OCC conducts monitoring and data analysis as part of the state's Rotating Basin Monitoring Program. As a result of the implemented practices and the accompanying education of landowners, turbidity has decreased in the Wolf Creek watershed. The 2006 water quality assessment showed that exceedances of the turbidity standard (50 NTU) had declined to 6 percent (Figure 3). As a result, the 44-mile segment of Wolf Creek that flows through Oklahoma now fully attains its fish and wildlife propagation designated use and was removed from Oklahoma's CWA section 303(d) list for turbidity impairment in 2006.

Partners and Funding

OCC's statewide nonpoint source ambient monitoring program is funded using U.S. Environmental Protection Agency (EPA) CWA section 319 funds at an average annual cost of $1 million. Monitoring costs include personnel, supplies and lab analysis for 19 parameters from samples collected every 5 weeks at about 100 sites. Approximately $600,000 in EPA section 319 funds supports statewide education, outreach and monitoring efforts through the Blue Thumb program.

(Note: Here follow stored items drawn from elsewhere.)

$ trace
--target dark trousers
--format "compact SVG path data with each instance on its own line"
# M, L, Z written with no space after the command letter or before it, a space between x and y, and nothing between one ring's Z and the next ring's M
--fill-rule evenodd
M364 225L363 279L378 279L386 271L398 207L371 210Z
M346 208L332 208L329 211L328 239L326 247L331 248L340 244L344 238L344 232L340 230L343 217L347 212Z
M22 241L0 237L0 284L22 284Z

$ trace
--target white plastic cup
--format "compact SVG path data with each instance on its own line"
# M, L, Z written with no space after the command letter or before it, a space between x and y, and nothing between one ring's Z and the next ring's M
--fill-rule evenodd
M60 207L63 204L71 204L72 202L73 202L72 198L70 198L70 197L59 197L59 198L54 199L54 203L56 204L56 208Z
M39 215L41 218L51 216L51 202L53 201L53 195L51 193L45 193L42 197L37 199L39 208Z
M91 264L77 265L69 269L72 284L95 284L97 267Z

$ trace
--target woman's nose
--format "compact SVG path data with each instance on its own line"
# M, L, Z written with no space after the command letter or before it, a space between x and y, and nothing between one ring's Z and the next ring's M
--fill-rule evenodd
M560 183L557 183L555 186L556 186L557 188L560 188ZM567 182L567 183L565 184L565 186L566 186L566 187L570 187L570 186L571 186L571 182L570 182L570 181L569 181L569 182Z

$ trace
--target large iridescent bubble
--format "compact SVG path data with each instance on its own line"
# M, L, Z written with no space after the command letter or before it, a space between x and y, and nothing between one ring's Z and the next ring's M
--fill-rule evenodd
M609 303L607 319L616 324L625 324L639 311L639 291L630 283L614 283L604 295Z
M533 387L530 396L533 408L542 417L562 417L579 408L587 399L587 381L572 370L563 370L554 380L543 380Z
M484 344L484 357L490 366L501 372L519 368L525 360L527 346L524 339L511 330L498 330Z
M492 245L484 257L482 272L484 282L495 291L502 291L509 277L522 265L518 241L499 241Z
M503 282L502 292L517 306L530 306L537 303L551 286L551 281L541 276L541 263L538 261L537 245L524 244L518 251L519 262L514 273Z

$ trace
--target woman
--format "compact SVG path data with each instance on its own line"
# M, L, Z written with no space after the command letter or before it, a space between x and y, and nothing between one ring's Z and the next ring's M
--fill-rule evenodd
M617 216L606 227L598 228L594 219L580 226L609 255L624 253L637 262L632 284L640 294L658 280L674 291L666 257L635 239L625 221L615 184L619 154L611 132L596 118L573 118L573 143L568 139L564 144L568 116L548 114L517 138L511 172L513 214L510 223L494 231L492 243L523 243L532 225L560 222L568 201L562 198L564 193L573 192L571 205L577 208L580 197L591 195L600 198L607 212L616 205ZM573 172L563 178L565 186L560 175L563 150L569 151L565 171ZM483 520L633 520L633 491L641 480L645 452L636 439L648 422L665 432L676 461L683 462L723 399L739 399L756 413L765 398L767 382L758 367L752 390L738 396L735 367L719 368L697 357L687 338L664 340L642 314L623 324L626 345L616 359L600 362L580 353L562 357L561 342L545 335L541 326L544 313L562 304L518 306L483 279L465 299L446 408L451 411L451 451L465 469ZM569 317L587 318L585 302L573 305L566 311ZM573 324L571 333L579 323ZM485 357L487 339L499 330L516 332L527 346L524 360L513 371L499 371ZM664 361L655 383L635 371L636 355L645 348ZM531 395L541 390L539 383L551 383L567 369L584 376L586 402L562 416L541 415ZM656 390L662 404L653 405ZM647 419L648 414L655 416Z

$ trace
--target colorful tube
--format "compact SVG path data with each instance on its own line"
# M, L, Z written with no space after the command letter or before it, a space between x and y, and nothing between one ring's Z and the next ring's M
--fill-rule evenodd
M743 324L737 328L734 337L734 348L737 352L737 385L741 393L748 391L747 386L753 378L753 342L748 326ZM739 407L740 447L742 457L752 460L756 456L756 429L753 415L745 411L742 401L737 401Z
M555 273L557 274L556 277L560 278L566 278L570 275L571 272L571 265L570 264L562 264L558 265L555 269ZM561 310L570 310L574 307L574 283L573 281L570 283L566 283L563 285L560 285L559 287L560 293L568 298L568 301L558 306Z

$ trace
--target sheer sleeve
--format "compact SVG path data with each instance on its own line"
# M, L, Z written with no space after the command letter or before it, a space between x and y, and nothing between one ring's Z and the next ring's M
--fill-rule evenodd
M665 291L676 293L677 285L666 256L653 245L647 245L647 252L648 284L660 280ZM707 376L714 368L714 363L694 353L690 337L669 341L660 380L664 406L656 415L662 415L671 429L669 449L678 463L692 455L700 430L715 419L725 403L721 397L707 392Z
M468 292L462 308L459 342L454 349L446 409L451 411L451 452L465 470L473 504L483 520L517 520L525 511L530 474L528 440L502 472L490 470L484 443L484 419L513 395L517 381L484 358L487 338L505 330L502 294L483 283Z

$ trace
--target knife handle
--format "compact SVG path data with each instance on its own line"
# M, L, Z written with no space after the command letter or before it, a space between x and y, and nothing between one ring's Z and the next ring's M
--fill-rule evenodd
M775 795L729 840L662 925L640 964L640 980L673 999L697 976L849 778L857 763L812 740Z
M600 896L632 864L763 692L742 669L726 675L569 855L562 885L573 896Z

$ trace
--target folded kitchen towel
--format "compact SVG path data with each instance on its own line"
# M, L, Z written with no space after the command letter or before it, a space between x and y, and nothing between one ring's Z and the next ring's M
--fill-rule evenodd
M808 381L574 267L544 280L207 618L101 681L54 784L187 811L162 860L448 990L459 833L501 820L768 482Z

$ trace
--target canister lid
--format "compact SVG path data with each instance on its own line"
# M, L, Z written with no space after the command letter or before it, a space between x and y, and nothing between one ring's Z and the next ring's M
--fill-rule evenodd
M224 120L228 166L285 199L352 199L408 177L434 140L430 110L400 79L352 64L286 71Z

The Oklahoma cost-share program provided $7,543 in state funding for BMPs in the watershed, and landowners contributed another $12,874. The NRCS invested approximately $76,443 to implement BMPs in the Oklahoma portion of the watershed from 2002 to 2006. Implementation has continued, with $1,019,271 in BMPs committed for 2007 through 2009 using CRP, EQIP, WHIP, GRP, and NRCS general technical assistance funds. Landowners provided a significant percentage toward BMP implementation in the programs as well.

This scatterplot chart shows that turbidity levels exceeded 50 NTU in 2002 and 2004 by 11 percent. In 2006 and 1008, turbidity levels exceeded 50 NTU by 6 percent, which meets standards.

Figure 3. Turbidity in Wolf Creek declined between 2002 and 2008. The creek now meets the turbidity water quality standard, which requires that less than 10 percent of the samples exceed 50 NTU.